DESCRIPTION (provided by applicant): The formation of normal long-term memory (LTM) requires alterations in gene expression and protein synthesis in neurons. These changes are critical for modifications in synaptic function and proceed through a time dependent consolidation process after training. Recent evidence strongly suggests that when a stable LTM is later recalled and moves into an active state, the neural substrate for this memory requires a period of "reconsolidation" that depends on some of the same cellular processes involved in initial memory formation. This project addresses the importance of two cellular processes in the formation and stability of memory: protein translation controlled by the mammalian target of rapamycin (mTOR) pathway, and protein degradation through the ubiquitin-proteosome system. We use Pavlovian fear conditioning in rodents as an established model system in which several brain structures critical for memory formation and storage have been identified. Using quantitative protein assays we will measure the activity of mTOR and related molecular targets at multiple behaviorally relevant brain sites during the formation and retrieval of LTM and test a series of specific hypotheses about the role of this translational control pathway in learning. We will also assess the importance of protein degradation in the formation and stability of memory and begin to analyze the interactions between activity dependent synthesis of new synaptic protein and its targeted degradation. The results should provide important new insights regarding the neurobiology of memory and the molecular events that underlie learning. These finding may help to identify important new therapeutic targets in the treatment of memory and anxiety disorders. PUBLIC HEALTH RELEVANCE: This project addresses basic neurobiological questions about the formation and storage of long-term memory. The cellular mechanisms to be addressed here are and have little attention in whole animal studies and may form the basis for important new treatments for memory disorders, age related memory impairment, and diseases that affect synaptic plasticity and cognitive function. A better understanding of how fear memory is stored will also improve therapeutic approaches to anxiety disorders such as PTSD and phobias.
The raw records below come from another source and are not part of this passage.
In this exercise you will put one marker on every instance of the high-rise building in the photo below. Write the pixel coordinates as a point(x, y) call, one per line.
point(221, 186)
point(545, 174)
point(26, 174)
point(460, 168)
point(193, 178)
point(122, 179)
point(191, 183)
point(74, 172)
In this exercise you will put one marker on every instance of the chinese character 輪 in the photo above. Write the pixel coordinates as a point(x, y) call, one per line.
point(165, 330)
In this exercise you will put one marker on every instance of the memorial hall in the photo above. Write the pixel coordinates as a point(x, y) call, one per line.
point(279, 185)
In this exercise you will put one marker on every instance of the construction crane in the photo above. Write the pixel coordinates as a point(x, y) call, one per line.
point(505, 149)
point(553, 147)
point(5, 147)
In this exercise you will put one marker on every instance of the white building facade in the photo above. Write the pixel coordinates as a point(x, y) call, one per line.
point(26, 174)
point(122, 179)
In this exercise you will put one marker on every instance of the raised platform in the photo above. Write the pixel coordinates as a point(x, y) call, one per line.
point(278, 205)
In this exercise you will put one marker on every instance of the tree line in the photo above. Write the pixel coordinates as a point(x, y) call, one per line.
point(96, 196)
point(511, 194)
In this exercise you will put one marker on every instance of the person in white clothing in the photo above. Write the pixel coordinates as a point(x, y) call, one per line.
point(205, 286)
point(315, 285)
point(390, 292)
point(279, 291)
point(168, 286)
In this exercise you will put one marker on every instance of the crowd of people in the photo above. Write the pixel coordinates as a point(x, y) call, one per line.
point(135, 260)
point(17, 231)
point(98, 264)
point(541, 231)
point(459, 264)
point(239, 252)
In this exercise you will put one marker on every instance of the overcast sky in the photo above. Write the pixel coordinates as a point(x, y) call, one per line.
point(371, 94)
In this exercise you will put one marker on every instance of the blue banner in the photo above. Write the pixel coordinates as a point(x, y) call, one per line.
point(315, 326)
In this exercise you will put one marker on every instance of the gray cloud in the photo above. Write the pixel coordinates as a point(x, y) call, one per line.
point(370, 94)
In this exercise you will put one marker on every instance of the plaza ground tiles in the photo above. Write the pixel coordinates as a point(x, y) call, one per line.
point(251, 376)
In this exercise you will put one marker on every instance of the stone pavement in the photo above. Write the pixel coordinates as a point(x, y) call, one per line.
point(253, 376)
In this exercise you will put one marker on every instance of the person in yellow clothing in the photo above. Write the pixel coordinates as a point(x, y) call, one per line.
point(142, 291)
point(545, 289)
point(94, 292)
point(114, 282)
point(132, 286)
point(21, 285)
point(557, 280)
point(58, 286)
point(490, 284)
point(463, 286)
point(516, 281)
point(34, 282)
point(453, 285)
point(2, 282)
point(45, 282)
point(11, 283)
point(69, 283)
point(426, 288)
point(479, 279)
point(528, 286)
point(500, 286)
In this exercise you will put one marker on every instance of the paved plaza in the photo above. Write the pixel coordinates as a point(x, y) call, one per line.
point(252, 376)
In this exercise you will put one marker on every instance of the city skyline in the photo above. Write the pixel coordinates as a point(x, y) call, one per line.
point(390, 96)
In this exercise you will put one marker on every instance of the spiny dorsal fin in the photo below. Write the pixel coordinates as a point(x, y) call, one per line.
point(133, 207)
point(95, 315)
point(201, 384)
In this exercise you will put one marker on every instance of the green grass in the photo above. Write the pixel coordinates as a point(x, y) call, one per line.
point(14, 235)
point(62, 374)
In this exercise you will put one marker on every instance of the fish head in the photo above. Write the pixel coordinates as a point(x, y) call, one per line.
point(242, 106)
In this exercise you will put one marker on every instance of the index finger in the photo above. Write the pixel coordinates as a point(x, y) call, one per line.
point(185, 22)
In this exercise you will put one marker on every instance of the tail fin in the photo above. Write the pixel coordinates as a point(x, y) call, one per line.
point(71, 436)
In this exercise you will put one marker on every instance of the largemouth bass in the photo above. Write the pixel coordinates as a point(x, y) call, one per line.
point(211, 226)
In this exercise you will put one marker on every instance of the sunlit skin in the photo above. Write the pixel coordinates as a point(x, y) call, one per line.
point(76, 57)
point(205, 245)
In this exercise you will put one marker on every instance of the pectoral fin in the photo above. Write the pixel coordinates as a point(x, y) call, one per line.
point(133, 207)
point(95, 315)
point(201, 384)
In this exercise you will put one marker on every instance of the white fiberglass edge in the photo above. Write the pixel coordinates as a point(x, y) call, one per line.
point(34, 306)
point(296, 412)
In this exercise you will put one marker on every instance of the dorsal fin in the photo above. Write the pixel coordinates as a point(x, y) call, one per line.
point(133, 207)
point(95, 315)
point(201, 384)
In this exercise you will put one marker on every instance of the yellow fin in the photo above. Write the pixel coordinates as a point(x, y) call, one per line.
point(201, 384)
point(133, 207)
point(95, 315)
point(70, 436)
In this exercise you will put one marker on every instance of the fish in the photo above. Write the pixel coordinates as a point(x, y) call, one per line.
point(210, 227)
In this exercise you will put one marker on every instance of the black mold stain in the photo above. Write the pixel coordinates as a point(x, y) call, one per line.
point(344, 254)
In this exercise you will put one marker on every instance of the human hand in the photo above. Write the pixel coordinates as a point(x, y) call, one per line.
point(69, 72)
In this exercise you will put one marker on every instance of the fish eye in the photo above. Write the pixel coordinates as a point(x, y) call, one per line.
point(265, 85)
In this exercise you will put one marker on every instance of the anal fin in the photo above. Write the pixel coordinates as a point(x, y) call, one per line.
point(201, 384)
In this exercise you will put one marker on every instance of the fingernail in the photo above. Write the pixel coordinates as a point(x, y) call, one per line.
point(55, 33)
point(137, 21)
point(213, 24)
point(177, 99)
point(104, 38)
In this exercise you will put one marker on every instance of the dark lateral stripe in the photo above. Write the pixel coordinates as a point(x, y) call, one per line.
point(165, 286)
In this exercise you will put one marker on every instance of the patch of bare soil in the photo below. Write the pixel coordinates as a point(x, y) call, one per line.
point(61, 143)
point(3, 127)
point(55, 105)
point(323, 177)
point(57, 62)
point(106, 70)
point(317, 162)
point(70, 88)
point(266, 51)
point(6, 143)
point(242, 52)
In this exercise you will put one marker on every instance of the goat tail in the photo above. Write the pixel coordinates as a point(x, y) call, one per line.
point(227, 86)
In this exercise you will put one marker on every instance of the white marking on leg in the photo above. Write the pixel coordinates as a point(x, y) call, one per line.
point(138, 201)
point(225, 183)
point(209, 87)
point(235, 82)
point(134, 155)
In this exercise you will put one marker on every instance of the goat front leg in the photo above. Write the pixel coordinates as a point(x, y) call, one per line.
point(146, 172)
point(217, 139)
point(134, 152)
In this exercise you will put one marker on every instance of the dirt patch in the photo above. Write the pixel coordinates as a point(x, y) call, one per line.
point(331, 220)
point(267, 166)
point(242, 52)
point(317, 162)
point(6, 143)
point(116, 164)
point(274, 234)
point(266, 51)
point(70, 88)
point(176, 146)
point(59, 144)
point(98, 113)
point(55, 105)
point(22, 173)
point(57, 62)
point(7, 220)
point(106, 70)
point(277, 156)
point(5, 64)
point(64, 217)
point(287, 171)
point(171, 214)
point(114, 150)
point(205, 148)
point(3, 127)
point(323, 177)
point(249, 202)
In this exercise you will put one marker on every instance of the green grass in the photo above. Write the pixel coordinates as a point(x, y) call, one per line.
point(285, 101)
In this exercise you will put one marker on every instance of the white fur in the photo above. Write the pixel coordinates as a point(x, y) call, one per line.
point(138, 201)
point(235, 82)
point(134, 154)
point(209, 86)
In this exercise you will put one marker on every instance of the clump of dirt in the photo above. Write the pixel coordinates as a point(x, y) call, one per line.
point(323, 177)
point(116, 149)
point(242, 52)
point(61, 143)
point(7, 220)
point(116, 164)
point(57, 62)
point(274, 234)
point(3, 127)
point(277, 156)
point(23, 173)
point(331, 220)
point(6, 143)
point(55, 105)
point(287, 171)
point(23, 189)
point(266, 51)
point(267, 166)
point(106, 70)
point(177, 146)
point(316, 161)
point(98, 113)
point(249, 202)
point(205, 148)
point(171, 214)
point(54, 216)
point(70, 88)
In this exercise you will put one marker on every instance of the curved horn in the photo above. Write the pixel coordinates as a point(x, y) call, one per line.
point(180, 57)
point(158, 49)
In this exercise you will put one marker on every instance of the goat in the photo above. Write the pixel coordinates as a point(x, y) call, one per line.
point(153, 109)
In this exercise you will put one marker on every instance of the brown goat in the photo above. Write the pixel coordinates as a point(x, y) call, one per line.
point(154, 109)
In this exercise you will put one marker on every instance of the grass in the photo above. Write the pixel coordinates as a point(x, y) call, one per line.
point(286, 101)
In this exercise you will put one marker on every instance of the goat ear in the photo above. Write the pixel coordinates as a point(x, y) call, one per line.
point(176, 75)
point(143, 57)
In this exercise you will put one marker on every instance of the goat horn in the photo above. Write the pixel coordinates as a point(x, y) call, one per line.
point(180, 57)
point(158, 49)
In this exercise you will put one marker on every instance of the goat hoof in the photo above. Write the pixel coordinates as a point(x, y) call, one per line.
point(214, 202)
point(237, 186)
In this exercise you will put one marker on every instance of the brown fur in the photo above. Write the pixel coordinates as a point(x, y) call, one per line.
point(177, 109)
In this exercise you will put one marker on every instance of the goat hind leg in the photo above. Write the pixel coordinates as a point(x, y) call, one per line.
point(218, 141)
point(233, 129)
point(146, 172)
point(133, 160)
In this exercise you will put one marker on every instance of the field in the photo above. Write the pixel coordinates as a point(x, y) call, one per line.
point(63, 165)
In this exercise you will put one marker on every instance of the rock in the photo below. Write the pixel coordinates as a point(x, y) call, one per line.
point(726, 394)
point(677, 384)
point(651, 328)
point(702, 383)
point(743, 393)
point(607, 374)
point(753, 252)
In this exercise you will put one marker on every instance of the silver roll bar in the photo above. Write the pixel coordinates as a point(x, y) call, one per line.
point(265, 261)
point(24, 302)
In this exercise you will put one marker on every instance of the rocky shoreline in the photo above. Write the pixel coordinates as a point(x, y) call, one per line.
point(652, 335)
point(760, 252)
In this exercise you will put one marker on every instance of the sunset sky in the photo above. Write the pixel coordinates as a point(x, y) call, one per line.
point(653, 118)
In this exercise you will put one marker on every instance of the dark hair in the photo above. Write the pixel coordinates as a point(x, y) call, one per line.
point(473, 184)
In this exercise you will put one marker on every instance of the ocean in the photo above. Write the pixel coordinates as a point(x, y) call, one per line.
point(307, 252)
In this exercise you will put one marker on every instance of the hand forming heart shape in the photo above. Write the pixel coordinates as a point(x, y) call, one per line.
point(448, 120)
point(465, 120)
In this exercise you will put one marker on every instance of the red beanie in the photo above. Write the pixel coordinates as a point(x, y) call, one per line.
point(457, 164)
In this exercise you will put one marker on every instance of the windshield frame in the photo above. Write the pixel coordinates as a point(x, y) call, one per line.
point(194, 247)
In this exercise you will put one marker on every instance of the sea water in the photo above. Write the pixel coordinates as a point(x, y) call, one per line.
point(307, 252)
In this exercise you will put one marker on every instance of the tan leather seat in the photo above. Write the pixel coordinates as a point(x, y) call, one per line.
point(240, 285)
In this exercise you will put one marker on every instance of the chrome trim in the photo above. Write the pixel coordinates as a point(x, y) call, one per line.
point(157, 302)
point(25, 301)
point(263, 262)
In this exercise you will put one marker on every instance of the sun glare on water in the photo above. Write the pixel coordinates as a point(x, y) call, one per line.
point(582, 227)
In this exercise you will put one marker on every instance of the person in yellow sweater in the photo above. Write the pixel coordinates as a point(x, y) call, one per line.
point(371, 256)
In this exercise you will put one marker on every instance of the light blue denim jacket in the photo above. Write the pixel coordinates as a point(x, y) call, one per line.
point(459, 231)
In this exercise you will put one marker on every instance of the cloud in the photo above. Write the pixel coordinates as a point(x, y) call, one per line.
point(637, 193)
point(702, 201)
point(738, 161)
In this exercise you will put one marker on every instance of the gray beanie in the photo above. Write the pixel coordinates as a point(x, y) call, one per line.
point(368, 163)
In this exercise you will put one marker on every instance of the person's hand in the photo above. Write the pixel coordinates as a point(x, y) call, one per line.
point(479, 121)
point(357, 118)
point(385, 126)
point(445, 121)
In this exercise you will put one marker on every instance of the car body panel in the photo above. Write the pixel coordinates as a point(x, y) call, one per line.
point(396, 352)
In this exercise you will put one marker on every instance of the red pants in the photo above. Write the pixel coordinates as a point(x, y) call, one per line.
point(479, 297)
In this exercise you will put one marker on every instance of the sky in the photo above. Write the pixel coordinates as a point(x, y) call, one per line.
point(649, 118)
描述（由申请人提供）：正常长期记忆（LTM）的形成需要神经元中基因表达和蛋白质合成的改变。这些变化对于突触功能的改变至关重要，并且在训练后通过时间依赖性巩固过程进行。最近的证据有力地表明，当一个稳定的LTM后来被召回并进入活跃状态时，这种记忆的神经基质需要一段时间的“重新巩固”，这取决于最初记忆形成中所涉及的一些相同的细胞过程。 该项目解决了两个细胞过程在记忆的形成和稳定性中的重要性：由哺乳动物雷帕霉素靶蛋白（mTOR）途径控制的蛋白质翻译，以及通过泛素-蛋白体系统的蛋白质降解。我们在啮齿动物中使用巴甫洛夫恐惧条件反射作为一个已建立的模型系统，其中几个大脑结构的记忆形成和存储的关键已被确定。使用定量蛋白质测定，我们将测量mTOR和相关分子靶点在多个行为相关的大脑部位的活动，在形成和检索的LTM和测试一系列特定的假设，这个翻译控制途径在学习中的作用。 我们还将评估蛋白质降解在记忆形成和稳定性中的重要性，并开始分析新突触蛋白的活性依赖性合成与其靶向降解之间的相互作用。 这些结果将为记忆的神经生物学和学习的分子基础提供重要的新见解。这些发现可能有助于确定治疗记忆和焦虑障碍的重要新治疗靶点。 公共卫生相关性：这个项目解决了关于长期记忆的形成和储存的基本神经生物学问题。这里要解决的细胞机制在整个动物研究中很少受到关注，可能会成为记忆障碍，年龄相关记忆障碍和影响突触可塑性和认知功能的疾病的重要新治疗方法的基础。更好地了解恐惧记忆是如何储存的也将改善治疗焦虑症的方法，如创伤后应激障碍和恐惧症。